I will call out the name of my grief from a long list
of perpetual sadness including a smirk on my lips.
We will wave like strangers, talk like guests,
muscle sweet memories into sweet indifference,
crumple pages of both the past and the future.
We believe we have a common enemy in the self.
We believe even the self does not reside in itself.
We believe sadness is an imposing armageddon
in need of a body that does not stamp out its cigarettes,
or drown out its brewery guts.
Then I will ask grief what it thinks of my body
and its response will crawl out in wounded voice.
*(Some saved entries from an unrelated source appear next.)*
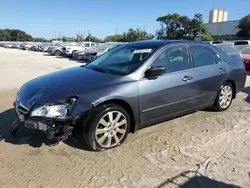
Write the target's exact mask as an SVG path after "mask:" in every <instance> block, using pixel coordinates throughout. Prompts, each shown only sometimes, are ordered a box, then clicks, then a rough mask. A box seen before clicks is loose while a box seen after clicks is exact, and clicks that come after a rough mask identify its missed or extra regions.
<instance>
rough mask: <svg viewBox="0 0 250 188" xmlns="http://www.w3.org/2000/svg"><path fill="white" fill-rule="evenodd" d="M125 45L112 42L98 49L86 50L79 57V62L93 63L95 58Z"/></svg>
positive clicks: (119, 43)
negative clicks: (108, 51)
mask: <svg viewBox="0 0 250 188" xmlns="http://www.w3.org/2000/svg"><path fill="white" fill-rule="evenodd" d="M123 44H125V43H119V42H112V43H105V44H102V45H100V46H98V47H97V48H93V49H89V50H86V52H85V53H83V54H82V55H79V57H78V60H83V61H84V62H86V63H89V62H91V61H93V60H94V59H95V58H97V57H99V56H101V55H102V54H104V53H106V52H107V51H110V50H112V49H114V48H116V47H118V46H121V45H123Z"/></svg>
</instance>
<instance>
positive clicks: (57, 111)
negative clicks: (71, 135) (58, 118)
mask: <svg viewBox="0 0 250 188" xmlns="http://www.w3.org/2000/svg"><path fill="white" fill-rule="evenodd" d="M75 102H76V98H70V99H68V100H61V101H58V102H57V103H55V104H52V105H43V106H41V107H39V108H37V109H35V110H34V111H32V112H31V114H30V116H31V117H34V116H38V117H48V118H65V117H66V116H67V114H68V112H69V111H70V110H71V109H72V108H73V106H74V104H75Z"/></svg>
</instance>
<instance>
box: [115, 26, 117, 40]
mask: <svg viewBox="0 0 250 188" xmlns="http://www.w3.org/2000/svg"><path fill="white" fill-rule="evenodd" d="M115 41H116V42H117V28H116V29H115Z"/></svg>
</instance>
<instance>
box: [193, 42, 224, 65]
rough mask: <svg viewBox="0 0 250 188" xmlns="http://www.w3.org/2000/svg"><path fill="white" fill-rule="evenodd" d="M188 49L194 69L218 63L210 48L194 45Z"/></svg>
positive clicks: (209, 47)
mask: <svg viewBox="0 0 250 188" xmlns="http://www.w3.org/2000/svg"><path fill="white" fill-rule="evenodd" d="M189 48H190V52H191V55H192V59H193V63H194V67H195V68H197V67H204V66H209V65H214V64H217V63H219V58H218V57H217V55H216V54H215V53H214V50H213V49H212V48H211V47H208V46H198V45H197V46H196V45H195V46H190V47H189Z"/></svg>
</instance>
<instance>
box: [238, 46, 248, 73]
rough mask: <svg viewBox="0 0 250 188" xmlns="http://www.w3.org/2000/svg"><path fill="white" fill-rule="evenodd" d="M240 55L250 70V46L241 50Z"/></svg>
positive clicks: (242, 59) (247, 68) (245, 66)
mask: <svg viewBox="0 0 250 188" xmlns="http://www.w3.org/2000/svg"><path fill="white" fill-rule="evenodd" d="M240 54H241V58H242V60H243V63H244V64H245V67H246V69H250V46H245V47H243V48H242V49H240Z"/></svg>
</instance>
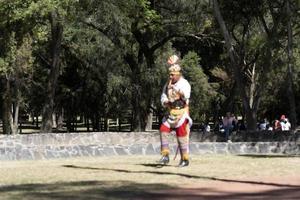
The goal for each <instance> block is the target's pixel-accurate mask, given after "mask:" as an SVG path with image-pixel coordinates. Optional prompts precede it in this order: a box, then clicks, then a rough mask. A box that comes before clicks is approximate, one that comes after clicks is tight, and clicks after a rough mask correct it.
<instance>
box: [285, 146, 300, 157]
mask: <svg viewBox="0 0 300 200" xmlns="http://www.w3.org/2000/svg"><path fill="white" fill-rule="evenodd" d="M298 148H299V147H298V145H297V144H296V143H287V144H285V145H284V146H283V149H282V150H283V153H284V154H289V155H296V154H297V152H299V149H298Z"/></svg>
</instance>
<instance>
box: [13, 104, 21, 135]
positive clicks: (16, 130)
mask: <svg viewBox="0 0 300 200" xmlns="http://www.w3.org/2000/svg"><path fill="white" fill-rule="evenodd" d="M13 108H14V112H13V115H14V117H13V126H12V134H17V133H18V130H19V110H20V102H19V100H18V98H17V100H16V102H15V105H14V106H13Z"/></svg>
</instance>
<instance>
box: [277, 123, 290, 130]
mask: <svg viewBox="0 0 300 200" xmlns="http://www.w3.org/2000/svg"><path fill="white" fill-rule="evenodd" d="M280 125H281V129H282V130H283V131H289V130H291V123H290V122H289V121H286V122H280Z"/></svg>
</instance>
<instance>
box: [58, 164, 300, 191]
mask: <svg viewBox="0 0 300 200" xmlns="http://www.w3.org/2000/svg"><path fill="white" fill-rule="evenodd" d="M141 165H143V166H150V167H153V166H152V165H148V164H141ZM63 167H68V168H76V169H91V170H101V171H113V172H123V173H129V174H130V173H134V174H136V173H147V174H157V175H173V176H180V177H184V178H194V179H203V180H211V181H222V182H231V183H242V184H255V185H265V186H275V187H290V188H298V189H299V190H300V185H289V184H280V183H268V182H259V181H246V180H232V179H223V178H216V177H209V176H197V175H191V174H184V173H173V172H165V171H164V172H162V171H131V170H125V169H109V168H94V167H81V166H75V165H64V166H63Z"/></svg>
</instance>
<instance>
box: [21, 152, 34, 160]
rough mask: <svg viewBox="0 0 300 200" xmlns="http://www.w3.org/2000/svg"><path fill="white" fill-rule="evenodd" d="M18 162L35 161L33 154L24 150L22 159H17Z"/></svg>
mask: <svg viewBox="0 0 300 200" xmlns="http://www.w3.org/2000/svg"><path fill="white" fill-rule="evenodd" d="M17 159H18V160H20V159H24V160H33V159H34V157H33V155H32V152H31V151H30V150H29V149H22V151H21V154H20V158H17Z"/></svg>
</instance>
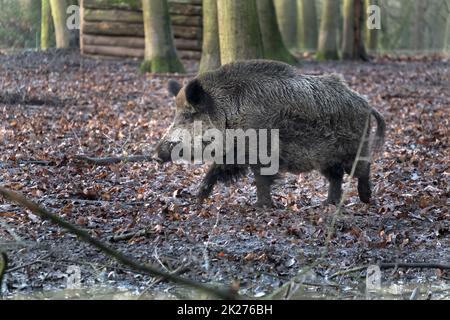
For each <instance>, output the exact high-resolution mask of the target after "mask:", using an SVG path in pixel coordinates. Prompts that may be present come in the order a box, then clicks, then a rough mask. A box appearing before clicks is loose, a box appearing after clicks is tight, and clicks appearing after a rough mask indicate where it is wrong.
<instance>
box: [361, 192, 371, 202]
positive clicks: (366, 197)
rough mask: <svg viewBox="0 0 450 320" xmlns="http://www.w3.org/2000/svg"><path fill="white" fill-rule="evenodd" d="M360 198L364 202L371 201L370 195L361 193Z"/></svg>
mask: <svg viewBox="0 0 450 320" xmlns="http://www.w3.org/2000/svg"><path fill="white" fill-rule="evenodd" d="M359 199H360V200H361V201H362V202H364V203H370V195H367V194H360V195H359Z"/></svg>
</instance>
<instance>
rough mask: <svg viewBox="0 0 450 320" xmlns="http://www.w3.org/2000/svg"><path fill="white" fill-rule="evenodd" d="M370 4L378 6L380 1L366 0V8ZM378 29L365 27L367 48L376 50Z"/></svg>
mask: <svg viewBox="0 0 450 320" xmlns="http://www.w3.org/2000/svg"><path fill="white" fill-rule="evenodd" d="M371 5H375V6H379V5H380V3H379V1H378V0H366V8H368V7H369V6H371ZM379 33H380V32H379V30H377V29H368V28H366V46H367V49H368V50H370V51H372V52H376V51H377V48H378V35H379Z"/></svg>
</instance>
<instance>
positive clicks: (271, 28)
mask: <svg viewBox="0 0 450 320" xmlns="http://www.w3.org/2000/svg"><path fill="white" fill-rule="evenodd" d="M256 4H257V8H258V17H259V27H260V29H261V35H262V42H263V50H264V58H265V59H270V60H278V61H283V62H286V63H290V64H294V63H296V62H297V61H296V60H295V58H294V57H293V56H292V55H291V53H290V52H289V51H288V49H287V48H286V46H285V45H284V42H283V38H282V37H281V33H280V29H279V28H278V23H277V17H276V14H275V5H274V4H273V0H257V2H256Z"/></svg>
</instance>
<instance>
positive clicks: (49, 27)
mask: <svg viewBox="0 0 450 320" xmlns="http://www.w3.org/2000/svg"><path fill="white" fill-rule="evenodd" d="M51 16H52V12H51V9H50V2H49V0H42V7H41V50H47V49H48V48H50V24H51Z"/></svg>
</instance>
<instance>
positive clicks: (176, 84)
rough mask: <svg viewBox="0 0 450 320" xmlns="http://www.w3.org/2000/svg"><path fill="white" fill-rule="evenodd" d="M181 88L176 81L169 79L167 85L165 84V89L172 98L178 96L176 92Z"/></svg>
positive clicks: (178, 82) (180, 86)
mask: <svg viewBox="0 0 450 320" xmlns="http://www.w3.org/2000/svg"><path fill="white" fill-rule="evenodd" d="M181 88H182V86H181V84H180V83H179V82H178V81H176V80H172V79H170V80H169V83H168V84H167V89H168V90H169V93H170V94H171V95H172V96H174V97H176V96H177V95H178V92H180V90H181Z"/></svg>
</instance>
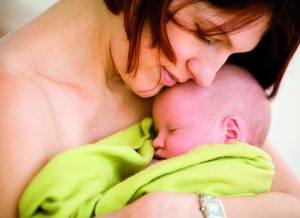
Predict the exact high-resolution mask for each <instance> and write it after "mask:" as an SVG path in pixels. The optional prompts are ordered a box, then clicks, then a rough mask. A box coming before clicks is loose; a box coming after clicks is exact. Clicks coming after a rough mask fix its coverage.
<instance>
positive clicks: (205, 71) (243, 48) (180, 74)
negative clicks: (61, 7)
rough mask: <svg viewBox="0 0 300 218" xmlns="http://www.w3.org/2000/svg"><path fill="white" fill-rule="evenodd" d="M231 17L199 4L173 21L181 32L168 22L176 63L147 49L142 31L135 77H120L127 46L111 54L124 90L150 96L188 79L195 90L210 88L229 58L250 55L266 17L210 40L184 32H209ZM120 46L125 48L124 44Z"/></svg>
mask: <svg viewBox="0 0 300 218" xmlns="http://www.w3.org/2000/svg"><path fill="white" fill-rule="evenodd" d="M176 2H179V0H175V1H174V4H176ZM172 4H173V3H172ZM174 4H173V5H171V7H172V6H174ZM232 16H234V15H230V14H226V15H225V14H221V12H218V11H216V10H214V9H213V8H210V7H209V6H208V5H206V4H204V3H202V2H199V3H195V4H193V5H189V6H187V7H184V8H182V9H181V10H179V11H178V12H177V13H176V14H175V17H174V18H175V19H176V20H178V21H179V22H180V24H183V26H184V27H185V28H182V27H180V26H178V25H177V24H175V23H174V22H172V21H169V22H168V23H167V27H166V28H167V34H168V37H169V41H170V44H171V46H172V48H173V50H174V53H175V56H176V59H177V62H176V63H172V62H171V61H170V60H169V59H168V58H167V57H166V56H165V55H164V54H163V53H162V52H160V53H159V52H158V51H157V49H156V48H153V47H151V40H150V34H149V31H148V30H147V29H145V30H144V32H143V37H142V42H141V51H140V58H139V66H138V70H137V74H136V76H135V77H132V75H130V74H125V73H124V72H125V67H126V61H127V58H124V54H125V53H126V52H128V47H127V46H123V48H125V49H124V50H121V51H120V50H119V51H118V52H117V51H112V52H115V53H113V57H114V62H115V65H116V68H117V70H118V72H120V75H121V77H122V78H123V80H124V82H125V83H126V84H127V85H128V87H130V88H131V89H132V91H133V92H135V93H136V94H137V95H139V96H141V97H151V96H154V95H156V94H157V93H158V92H159V91H160V90H161V89H162V88H163V87H164V86H174V85H175V84H176V83H184V82H186V81H187V80H189V79H193V80H195V82H196V83H197V84H198V85H199V86H204V87H205V86H210V84H211V83H212V81H213V79H214V77H215V75H216V72H217V71H218V70H219V69H220V67H221V66H222V65H223V64H224V63H225V62H226V60H227V58H228V57H229V56H230V55H231V54H233V53H241V52H248V51H251V50H252V49H253V48H254V47H255V46H256V45H257V44H258V42H259V41H260V39H261V38H262V36H263V34H264V33H265V31H266V30H267V28H268V21H269V17H268V16H267V15H266V16H264V17H262V18H260V19H259V20H257V21H254V22H253V23H251V24H249V25H247V26H246V27H243V28H242V29H239V30H236V31H233V32H231V33H230V34H226V33H224V34H219V35H214V36H210V37H204V36H198V35H196V34H195V33H193V32H191V31H187V29H191V30H196V29H197V25H199V27H201V28H203V29H210V28H213V27H216V26H220V25H221V24H223V23H226V22H227V21H230V20H231V19H232ZM123 43H124V45H126V43H127V42H126V43H125V42H123ZM120 54H122V55H121V56H120ZM126 54H127V53H126Z"/></svg>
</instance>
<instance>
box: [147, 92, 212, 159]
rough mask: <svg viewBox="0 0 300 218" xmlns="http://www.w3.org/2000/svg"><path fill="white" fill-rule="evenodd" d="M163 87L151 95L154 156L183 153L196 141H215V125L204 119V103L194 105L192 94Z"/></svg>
mask: <svg viewBox="0 0 300 218" xmlns="http://www.w3.org/2000/svg"><path fill="white" fill-rule="evenodd" d="M171 89H173V90H172V91H169V90H167V91H166V92H165V93H163V94H162V95H160V96H158V97H157V98H156V99H155V102H154V106H153V118H154V123H155V127H156V130H157V137H156V138H155V139H154V141H153V146H154V148H155V149H156V151H155V157H156V158H159V159H166V158H170V157H174V156H178V155H180V154H183V153H186V152H187V151H190V150H191V149H193V148H195V147H196V146H198V145H200V144H210V143H213V142H214V143H215V142H216V140H217V133H218V129H216V128H217V127H218V125H216V124H214V123H213V121H212V119H209V120H208V119H207V117H208V116H206V115H207V111H206V110H207V109H208V108H207V107H205V108H206V109H205V110H204V109H203V110H202V109H201V108H196V107H195V105H199V104H195V103H194V102H193V99H195V98H193V96H192V95H189V94H188V93H183V92H180V91H181V90H180V91H177V90H174V89H176V87H175V88H174V87H173V88H171Z"/></svg>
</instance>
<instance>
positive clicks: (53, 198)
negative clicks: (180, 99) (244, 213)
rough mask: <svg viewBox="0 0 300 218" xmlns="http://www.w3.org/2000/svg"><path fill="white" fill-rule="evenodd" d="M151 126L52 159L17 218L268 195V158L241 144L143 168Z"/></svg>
mask: <svg viewBox="0 0 300 218" xmlns="http://www.w3.org/2000/svg"><path fill="white" fill-rule="evenodd" d="M151 125H152V119H151V118H146V119H144V120H143V121H142V122H141V123H138V124H135V125H133V126H131V127H129V128H127V129H125V130H123V131H120V132H118V133H116V134H114V135H112V136H110V137H108V138H105V139H103V140H101V141H99V142H97V143H95V144H91V145H85V146H81V147H79V148H75V149H72V150H69V151H67V152H64V153H61V154H59V155H57V156H56V157H55V158H53V159H52V160H51V161H50V162H49V163H48V164H47V165H46V166H45V167H44V168H43V169H42V170H41V171H40V172H39V174H38V175H37V176H36V177H35V178H34V179H33V180H32V182H31V183H30V184H29V186H28V187H27V189H26V190H25V192H24V193H23V196H22V198H21V199H20V202H19V212H20V217H21V218H22V217H59V218H61V217H80V218H82V217H92V216H94V215H99V214H103V213H107V212H110V211H113V210H117V209H119V208H121V207H124V206H125V205H127V204H129V203H130V202H132V201H134V200H135V199H137V198H139V197H141V196H142V195H144V194H146V193H149V192H154V191H177V192H198V193H204V194H211V195H253V194H257V193H262V192H267V191H269V189H270V186H271V180H272V177H273V174H274V172H273V165H272V162H271V159H270V157H269V156H268V155H267V154H266V153H265V152H263V151H261V150H260V149H257V148H255V147H253V146H249V145H246V144H242V143H232V144H229V145H217V144H215V145H201V146H199V147H198V148H196V149H194V150H192V151H191V152H188V153H186V154H184V155H182V156H178V157H176V158H171V159H168V160H163V161H160V162H159V163H156V164H154V165H151V166H149V167H147V168H145V167H146V166H147V165H148V164H149V163H150V161H151V160H152V158H153V154H154V150H153V148H152V146H151V138H152V137H151V131H150V129H151ZM144 168H145V169H144Z"/></svg>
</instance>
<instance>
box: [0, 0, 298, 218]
mask: <svg viewBox="0 0 300 218" xmlns="http://www.w3.org/2000/svg"><path fill="white" fill-rule="evenodd" d="M296 4H299V3H298V2H297V0H285V1H283V0H282V1H278V0H274V1H263V0H261V1H258V0H257V1H253V0H251V1H236V2H234V3H227V5H226V4H225V3H224V1H219V2H218V1H188V0H187V1H184V0H173V1H151V0H149V1H148V0H147V1H146V0H143V1H138V0H137V1H129V0H128V1H126V0H124V1H120V0H113V1H108V0H107V1H101V0H86V1H81V0H61V1H59V2H58V3H57V4H55V5H54V6H53V7H51V8H50V9H49V10H47V11H46V12H45V13H44V14H42V15H41V16H40V17H38V18H36V19H35V20H33V21H32V22H30V23H29V24H27V25H26V26H24V27H22V28H21V29H19V30H17V31H16V32H14V33H12V34H10V35H8V36H6V37H5V38H3V39H2V40H1V41H0V66H1V67H0V71H1V74H0V75H1V77H0V78H1V85H0V89H1V90H0V95H1V97H0V116H1V122H0V132H1V137H0V146H1V158H0V166H1V170H0V173H1V174H0V187H1V193H2V198H1V200H0V210H1V215H2V216H3V217H14V216H17V202H18V199H19V197H20V195H21V194H22V191H23V190H24V189H25V187H26V185H27V184H28V182H29V181H30V180H31V179H32V178H33V177H34V175H35V174H36V173H37V171H38V170H39V169H40V168H41V167H43V165H44V164H45V163H46V162H47V161H48V160H49V159H51V158H52V157H53V156H55V155H56V154H58V153H60V152H62V151H64V150H67V149H72V148H75V147H77V146H80V145H84V144H88V143H93V142H96V141H97V140H99V139H101V138H103V137H105V136H108V135H110V134H112V133H113V132H116V131H118V130H120V129H123V128H125V127H127V126H129V125H130V124H133V123H134V122H137V121H139V120H140V119H141V118H143V117H145V116H148V115H150V113H151V103H152V102H151V98H150V97H152V96H154V95H156V94H157V93H158V92H159V91H160V90H161V89H162V88H163V87H164V86H173V85H175V84H176V83H182V82H185V81H187V80H189V79H193V80H195V81H196V82H197V84H198V85H199V86H209V85H210V84H211V82H212V80H213V79H214V77H215V74H216V72H217V71H218V69H219V68H220V67H221V66H222V65H223V64H224V63H225V62H226V60H227V59H228V57H229V56H231V57H232V59H231V60H230V61H232V62H233V63H236V64H239V65H242V66H244V67H246V68H248V69H249V70H250V71H252V72H254V76H255V77H256V78H257V79H258V80H259V81H260V84H261V85H262V86H263V87H264V88H269V87H272V86H273V90H272V92H271V94H270V97H272V96H274V95H275V94H276V91H277V88H278V85H279V84H280V80H281V78H282V75H283V73H284V71H285V68H286V66H287V64H288V62H289V60H290V58H291V56H292V54H293V53H294V51H295V50H296V48H297V46H298V44H299V29H300V28H299V21H298V20H297V17H296V16H297V14H299V13H298V12H299V5H296ZM297 10H298V11H297ZM127 39H128V40H127ZM279 42H280V44H278V43H279ZM280 45H282V46H280ZM232 54H235V55H232ZM263 149H264V150H266V151H267V152H268V153H269V154H270V155H271V156H272V157H273V159H274V162H275V164H276V170H277V171H276V176H275V179H274V183H273V187H272V192H271V193H268V194H264V195H259V196H253V197H241V198H238V197H226V198H223V197H222V198H220V200H221V201H222V203H223V206H224V209H225V211H226V214H227V216H228V217H276V216H277V217H299V214H300V211H299V208H300V207H299V205H300V203H299V202H300V200H299V199H300V191H299V190H300V185H299V183H298V182H297V180H296V178H295V177H294V175H293V174H292V173H291V172H290V170H289V169H288V168H287V167H286V166H285V164H284V163H283V160H282V159H280V157H278V155H277V154H275V152H274V151H273V149H272V148H271V147H270V146H269V145H264V146H263ZM283 180H284V181H283ZM179 205H180V207H179ZM257 205H259V207H258V206H257ZM102 217H172V218H173V217H203V214H202V213H201V212H200V210H199V202H198V196H197V195H195V194H182V193H181V194H179V193H152V194H149V195H146V196H144V197H142V198H141V199H139V200H138V201H136V202H134V203H132V204H131V205H129V206H127V207H125V208H123V209H121V210H119V211H116V212H115V213H112V214H107V215H104V216H102Z"/></svg>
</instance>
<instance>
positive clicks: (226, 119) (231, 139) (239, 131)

I will feel an emptiness in my vein,
emptiness in my chest,
an emptiness running inside my flesh.
I will feel my body disjointed from what I’m used to,
and by this affirmation, I know I must have bidden grief
a better home; the wreck of my body.
Death by The Roadside
the girl run over by wheels, i do not know
the girl slept dreamlessly by technology
i met the gapes like flushed arrows upon her carcass
and i followed the procession with toothpaste sighs
like everyone else with plastic sympathies
i found no reason to ask why she had chosen
the busy sidewalk to sleep on or why she looked so much a refugee
her tattered dress serving as a shroud
what would she say if I had asked anyway?
that she is now a gush of wind
emptiness hovering above a body in a grim glass
watching me gape, watching us gape in the attention
the living pay the dead in the form of condolences
what trouble i bring the dead again
she died a refugee and should sleep and dream
of all the border-less skies
what distinguishes the girl from me
is more than a stone-breath and the lamentations of dawn
the dead roll back their shadows when leaving
like shutting a shop closed
say goodbye to the apprenticeship of grief
say goodbye to the pretense of technology
her symbol could be vague but her identity
was made certain by the fact that
the girl was dead. and that was her new name
and that was my way of knowing her
when i gaped upon her carcass.
How your mother died in Lagos
When your mother came to Lagos
she borrowed a fortune from five women
down-street until she couldn't pay back...
We had her obituary posted on every wall.
Her guarantor said being dead
is better than being alive to shame.
She ran barefooted to her hometown,
breathing dust, dashing on burning feet.
She wore an item of thin-rag clothing,
clutched her blouse, two children, and motherly breasts.
The three-man statue of Lagos waved their hands in pity of no return.
The debtors came around that night
and at the mention of your mother's name
we let loose well-rehearsed tears, established
her nonexistence. We cried until they left
unconvinced. When next again they came,
we had no more tears to play the Samaritan.
Your mother is in the Southeast across
the state, each time she tears at chicken laps,
she realizes she is dead somewhere.
About The Poet
Aremu Adams Adebisi is a Nigerian writer, a graduate of Economics, and a Best of the Net Nominee. His works are influenced by both human and natural vastness in relation to life's statements about his five older sisters. He's had recent poems in the Scriblerus, Third Wednesday Magazine, RIGOROUS, Buddy a lit. zine, the Account Magazine, among other journals.